| Summary | National Percentile | Rank vs Metro |
|---|---|---|
| Housing | 34th | Fair |
| Demographics | 46th | Fair |
| Amenities | 50th | Best |
Multifamily Valuation
| Property Details | |
|---|---|
| Address | 69 State St, Manchester, NY, 14504, US |
| Region / Metro | Manchester |
| Year of Construction | 2008 |
| Units | 72 |
| Transaction Date | --- |
| Transaction Price | --- |
| Buyer | --- |
| Seller | --- |
69 State St Manchester NY — 72-Unit Multifamily
Built in 2008, this newer asset competes well against older local stock and benefits from neighborhood occupancy trending in the low-to-mid 90s, according to WDSuite’s CRE market data.

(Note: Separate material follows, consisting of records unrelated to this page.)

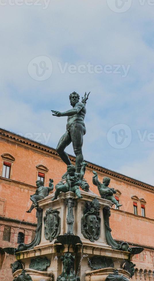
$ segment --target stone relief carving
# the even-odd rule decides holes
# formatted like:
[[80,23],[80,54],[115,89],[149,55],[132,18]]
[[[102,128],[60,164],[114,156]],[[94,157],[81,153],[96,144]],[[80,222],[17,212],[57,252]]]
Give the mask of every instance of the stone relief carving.
[[23,269],[23,266],[20,261],[16,261],[13,264],[11,264],[11,265],[12,267],[12,274],[18,269]]
[[50,242],[52,242],[60,233],[61,220],[59,213],[57,210],[49,208],[47,210],[43,218],[45,237]]
[[21,274],[14,278],[13,281],[32,281],[30,275],[26,273],[26,270],[23,269]]
[[47,268],[50,265],[50,261],[47,257],[38,257],[31,260],[29,268],[36,270],[45,271]]
[[88,259],[88,265],[93,270],[107,267],[113,268],[114,266],[112,259],[104,256],[98,257],[97,256]]
[[81,232],[85,238],[92,242],[98,240],[100,236],[100,209],[99,202],[96,198],[91,202],[86,202],[84,214],[81,219]]
[[62,273],[57,277],[57,281],[80,281],[77,277],[74,270],[75,256],[70,253],[66,253],[61,257],[63,267]]

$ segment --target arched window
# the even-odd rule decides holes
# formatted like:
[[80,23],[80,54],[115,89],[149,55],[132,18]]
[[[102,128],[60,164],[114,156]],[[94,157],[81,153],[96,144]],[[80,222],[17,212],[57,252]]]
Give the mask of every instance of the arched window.
[[32,232],[32,242],[34,240],[36,234],[36,233],[35,232],[35,231],[33,231]]
[[20,243],[23,243],[24,242],[24,235],[22,232],[19,232],[18,236],[17,243],[20,244]]
[[12,166],[15,158],[8,153],[2,154],[1,157],[3,160],[2,176],[7,179],[11,178]]
[[44,184],[45,182],[46,175],[49,171],[48,169],[43,165],[37,165],[36,168],[37,171],[37,179],[42,181]]
[[3,235],[3,241],[7,241],[9,242],[11,235],[11,227],[5,226],[4,229]]

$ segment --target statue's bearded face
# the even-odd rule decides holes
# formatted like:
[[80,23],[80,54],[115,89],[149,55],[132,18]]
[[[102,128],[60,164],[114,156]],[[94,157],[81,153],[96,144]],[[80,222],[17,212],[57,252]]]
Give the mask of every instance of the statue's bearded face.
[[71,105],[72,106],[75,106],[76,104],[79,101],[78,95],[77,94],[72,94],[70,98]]

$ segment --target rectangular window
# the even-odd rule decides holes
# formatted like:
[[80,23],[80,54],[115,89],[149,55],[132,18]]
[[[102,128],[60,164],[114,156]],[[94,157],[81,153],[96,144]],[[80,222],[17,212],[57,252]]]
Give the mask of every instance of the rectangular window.
[[141,211],[142,216],[145,216],[145,205],[141,204]]
[[3,167],[2,176],[7,179],[9,178],[11,164],[8,162],[4,162]]
[[43,184],[44,183],[44,178],[45,177],[45,174],[43,173],[41,173],[38,172],[38,177],[37,179],[39,180],[42,181]]
[[[119,197],[118,197],[118,196],[115,196],[114,197],[115,197],[115,198],[116,198],[116,199],[117,201],[118,201],[118,203],[119,203]],[[116,209],[117,210],[119,210],[119,207],[117,207],[116,206],[116,205],[115,205],[115,209]]]
[[136,202],[133,202],[134,213],[135,215],[137,214],[137,204]]
[[3,235],[3,240],[9,242],[11,235],[11,227],[5,226]]

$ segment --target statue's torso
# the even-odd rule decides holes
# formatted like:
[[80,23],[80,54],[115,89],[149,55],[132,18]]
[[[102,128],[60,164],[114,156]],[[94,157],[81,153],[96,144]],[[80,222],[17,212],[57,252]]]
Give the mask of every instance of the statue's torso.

The property sits in a Rural pocket of the Rochester, NY metro that carries a B+ neighborhood rating and is competitive among 359 Rochester neighborhoods. Amenity access is mixed: grocery, pharmacy, parks, and childcare availability track around the national middle, while café density is limited, which matters for resident convenience rather than core leasing fundamentals.
Neighborhood occupancy is above the national median (64th percentile), suggesting steady demand for existing rentals. However, renter-occupied share in the immediate area is relatively low, indicating a smaller renter base; for investors, that can support stability but may cap rapid lease-up without targeted marketing. Typical contract rents benchmark near national midpoints, and rent-to-income levels around the neighborhood point to manageable affordability, which can aid retention and reduce turnover risk.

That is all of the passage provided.